Im liking going to the mailbox and finding cool things in amongst the not so cool junk mail. I need to get the bases on their way so we can start screwing things together, Im holding up the show. I went to the Post Office today with envelopes in hand and forgot it was a holiday. If I can get off in time, they should go tomorrow.

Brian


----------



## stevehuckss396 (Jan 20, 2009)

BobWarfield  said:
			
		

> Just got my cam ring. Boy that engraved HMEM logo is cool!
> 
> Thanks,
> 
> BW



This is unfair!!

Is'nt there some sort of rule about posting pictures!!


----------



## GailInNM (Jan 20, 2009)

Steve,
There are a couple of photos in the thread at:
http://www.homemodelenginemachinist.com/index.php?topic=2714.0
and a video of the final cut on the cam portion. I looks like it is a circle, but it is not.
Gail in NM,USA


----------



## stevehuckss396 (Jan 20, 2009)

GailInNM  said:
			
		

> Steve,
> There are a couple of photos in the thread at:
> http://www.homemodelenginemachinist.com/index.php?topic=2714.0
> and a video of the final cut on the cam portion. I looks like it is a circle, but it is not.
> Gail in NM,USA



Thanks, I feel better now.

Steve


----------



## kustomkb (Jan 21, 2009)

Got the Bases and Bearings today!

Thanks Joe, they look great!

Also, very nice packaging.

-Kevin.


----------



## te_gui (Jan 22, 2009)

OK folks, bases went out today. I finally had time to run out at lunch to the post office. Now you will have something to start bolting all these great parts too. I wish I had been able to spend a little more time on these parts, they are good dimensionally but any bling is on you. I gave them a quick deburr and that's about it. Eric, the 7 heading your way are in two packages. I hope they all make it, I have one spare just in case.

Brian


----------



## Brass_Machine (Jan 24, 2009)

I got a bunch of stuff today.

Joe, I got your package.

KustomKB, I got yours too!

I received Gails and Gharts last week!

Eric


----------



## ksouers (Jan 25, 2009)

Man, I didn't think I'd ever get to this point! Between work, family and holidays shop time has been scarce.

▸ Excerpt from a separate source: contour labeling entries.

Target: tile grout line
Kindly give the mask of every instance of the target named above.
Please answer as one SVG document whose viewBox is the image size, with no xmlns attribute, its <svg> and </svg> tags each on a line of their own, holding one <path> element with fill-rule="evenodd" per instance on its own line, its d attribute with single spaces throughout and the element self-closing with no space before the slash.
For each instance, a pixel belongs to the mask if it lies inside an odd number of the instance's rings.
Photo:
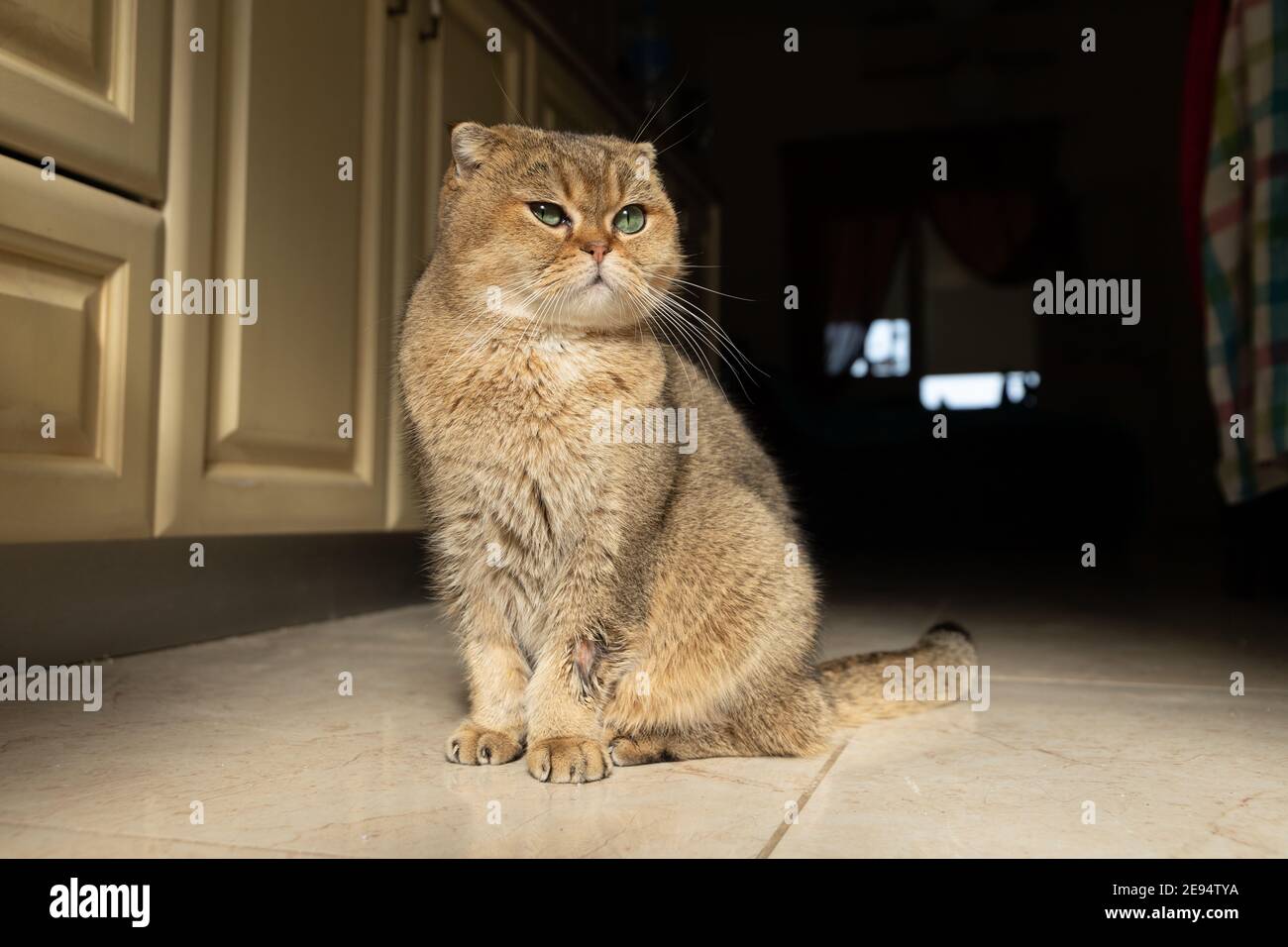
<svg viewBox="0 0 1288 947">
<path fill-rule="evenodd" d="M 818 776 L 814 777 L 813 782 L 810 782 L 810 785 L 796 800 L 797 817 L 800 817 L 800 814 L 805 812 L 805 807 L 809 804 L 810 796 L 814 795 L 814 790 L 817 790 L 819 787 L 819 783 L 823 782 L 823 778 L 832 772 L 832 767 L 836 764 L 836 760 L 841 758 L 841 754 L 849 745 L 850 741 L 846 740 L 844 743 L 832 750 L 832 755 L 827 758 L 827 763 L 823 764 L 823 768 L 818 772 Z M 773 854 L 774 849 L 778 848 L 778 843 L 783 840 L 784 835 L 787 835 L 787 830 L 791 828 L 792 825 L 793 825 L 792 822 L 784 821 L 781 826 L 778 826 L 778 828 L 774 830 L 774 834 L 769 836 L 769 841 L 765 843 L 765 847 L 760 849 L 760 852 L 756 854 L 756 858 L 769 858 L 769 856 Z"/>
<path fill-rule="evenodd" d="M 149 841 L 149 843 L 174 843 L 178 845 L 197 845 L 204 848 L 231 848 L 231 849 L 246 849 L 249 852 L 263 852 L 277 856 L 308 856 L 312 858 L 353 858 L 354 856 L 337 856 L 328 852 L 310 852 L 308 849 L 299 848 L 272 848 L 268 845 L 247 845 L 237 841 L 206 841 L 204 839 L 179 839 L 173 835 L 137 835 L 134 832 L 109 832 L 103 828 L 75 828 L 71 826 L 46 826 L 39 822 L 21 822 L 9 818 L 0 818 L 0 826 L 8 826 L 10 828 L 39 828 L 46 832 L 67 832 L 70 835 L 93 835 L 99 839 L 125 839 L 129 841 Z M 43 858 L 45 856 L 35 856 L 36 858 Z M 79 856 L 52 856 L 53 858 L 77 858 Z M 116 856 L 108 856 L 112 858 Z M 142 858 L 149 858 L 152 856 L 140 856 Z M 157 856 L 165 857 L 165 856 Z"/>
</svg>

I've four sets going out in tomorrow's mail. One just needs studs and a spacer, It'll probably go out tomorrow as well. Then I can pick up on the three repairs.







Kevin


----------



## kvom (Jan 25, 2009)

I haven't heard that anyone got my flywheels. Hope they arrived.


----------



## GailInNM (Jan 25, 2009)

KVOM,
I received my flywheel from you on Friday. I think the post office sent it the long way around the earth. The padded envelope was torn almost in half and had been taped back together. But the flywheel arrived in perfect shape with no dings or anything else to indicate it's ordeal. Looks good. Thanks.
Gail in NM,USA


----------



## kustomkb (Jan 25, 2009)

Kevin, Your parts look great!

were these spacers to move the flywheel out? are they the 4 on the left in your photo? I must have missed this detail. Hope its okay

Other Kevin.


----------



## ksouers (Jan 25, 2009)

Kevin,
Thanks. Yes, the spacers are to move the flywheel outside the bearing. Some people wanted the flywheel outside so I made the shafts extra long, so anybody who gets my cylinders will have to trim the shaft to length.

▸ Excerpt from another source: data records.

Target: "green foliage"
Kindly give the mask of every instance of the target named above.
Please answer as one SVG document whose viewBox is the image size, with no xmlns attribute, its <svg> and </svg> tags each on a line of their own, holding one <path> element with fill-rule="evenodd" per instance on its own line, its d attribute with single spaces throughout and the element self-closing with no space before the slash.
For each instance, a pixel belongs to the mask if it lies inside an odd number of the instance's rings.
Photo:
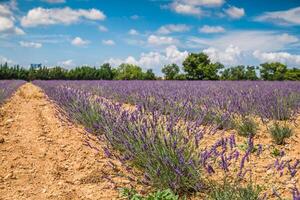
<svg viewBox="0 0 300 200">
<path fill-rule="evenodd" d="M 143 71 L 137 65 L 123 63 L 117 68 L 117 80 L 142 80 Z"/>
<path fill-rule="evenodd" d="M 279 123 L 275 123 L 270 127 L 270 134 L 276 144 L 282 145 L 286 138 L 292 136 L 292 129 L 287 125 L 282 126 Z"/>
<path fill-rule="evenodd" d="M 0 79 L 22 79 L 22 80 L 155 80 L 155 74 L 151 69 L 142 72 L 138 66 L 114 69 L 105 63 L 100 68 L 82 66 L 66 70 L 61 67 L 40 67 L 24 69 L 20 66 L 9 67 L 8 64 L 0 65 Z"/>
<path fill-rule="evenodd" d="M 249 149 L 249 143 L 247 141 L 244 141 L 243 144 L 238 145 L 238 148 L 242 151 L 247 151 Z M 254 145 L 251 149 L 251 153 L 255 153 L 258 150 L 258 145 Z"/>
<path fill-rule="evenodd" d="M 287 72 L 286 65 L 275 62 L 275 63 L 264 63 L 261 64 L 260 74 L 263 80 L 268 81 L 282 81 L 285 78 Z"/>
<path fill-rule="evenodd" d="M 139 195 L 134 189 L 122 188 L 120 190 L 121 197 L 128 200 L 178 200 L 178 195 L 175 195 L 170 189 L 157 191 L 148 196 Z"/>
<path fill-rule="evenodd" d="M 220 63 L 211 63 L 204 53 L 191 53 L 183 61 L 183 70 L 189 80 L 218 80 L 218 70 L 222 68 Z"/>
<path fill-rule="evenodd" d="M 165 65 L 161 71 L 165 74 L 166 80 L 175 80 L 179 74 L 180 69 L 178 65 L 173 63 L 170 65 Z"/>
<path fill-rule="evenodd" d="M 288 69 L 284 75 L 284 80 L 299 81 L 300 80 L 300 69 L 297 69 L 297 68 Z"/>
<path fill-rule="evenodd" d="M 249 183 L 242 187 L 240 184 L 224 182 L 222 185 L 212 185 L 209 200 L 258 200 L 262 188 Z"/>
<path fill-rule="evenodd" d="M 152 71 L 152 69 L 148 69 L 145 73 L 144 73 L 144 80 L 155 80 L 155 74 Z"/>
<path fill-rule="evenodd" d="M 249 137 L 256 134 L 257 124 L 253 119 L 245 117 L 241 121 L 235 123 L 235 128 L 239 135 L 243 137 Z"/>
<path fill-rule="evenodd" d="M 273 148 L 271 151 L 271 155 L 274 157 L 278 157 L 280 155 L 280 150 L 277 148 Z"/>
</svg>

Yes, the ones I'm shipping tomorrow are on the left. I just got back with a fresh propane tank so hopefully I can get the shop warmed up again for a short session tonight. I should have at least one more going out with tomorrows mail, with a little luck maybe two.


Kevin


----------



## kustomkb (Jan 25, 2009)

Thanks for the clarification. I made the shafts with the extra length but overlooked the spacers. 
Are there any team members who don't have access to a lathe? I can mail out a spacer to whomever needs one.

I was doing some turning yesterday for a few minutes at a time. Freakin cold is right!
I really should have finished the shop before rennovating the dining room. What was I thinking!

-Kevin.


----------



## kvom (Jan 26, 2009)

Got my base today. Looks great. Thanks Brian.


----------



## ksouers (Jan 26, 2009)

Shipped 5 cylinder kits. The other 2 will be shipped as completed.

Got rod & forks from ghart and cam ring from Gail last week. Brian's base arrived today. 

All very nice work! I hope I've reached the standard set so far.



Kevin


----------



## Brass_Machine (Jan 26, 2009)

Got the bases from te_gui today!

Eric


----------



## te_gui (Jan 27, 2009)

Eric, was two envelopes, both make it?


----------



## Brass_Machine (Jan 27, 2009)

te_gui  said:
			
		

> Eric, was two envelopes, both make it?



Yes sir! They both arrived


----------



## kvom (Jan 28, 2009)

Bearing blocks arrived today. Thanks, Dick!


----------



## kustomkb (Feb 27, 2009)

Just wondering about the status of the parts for the non Americans.

-Kevin.


----------



## Brass_Machine (Feb 27, 2009)

Hey Kevin,

I am just waiting for the rest of the stuff to come in.

Eric


----------



## kustomkb (Feb 28, 2009)

Thanks Eric.


----------



## Brass_Machine (Mar 24, 2009)

Hey guys...

I am still waiting on some parts from some of you.

Eric


----------



## BobWarfield (Mar 26, 2009)

Soon...







Some minor issues remain to be cleared up:

http://www.homemodelenginemachinist.com/index.php?topic=2357.0

Cheers,

BW


----------



## HS93 (Sep 17, 2010)

whats with all this wedding dress advertising? I for one want to forget mine :big:

Peter


----------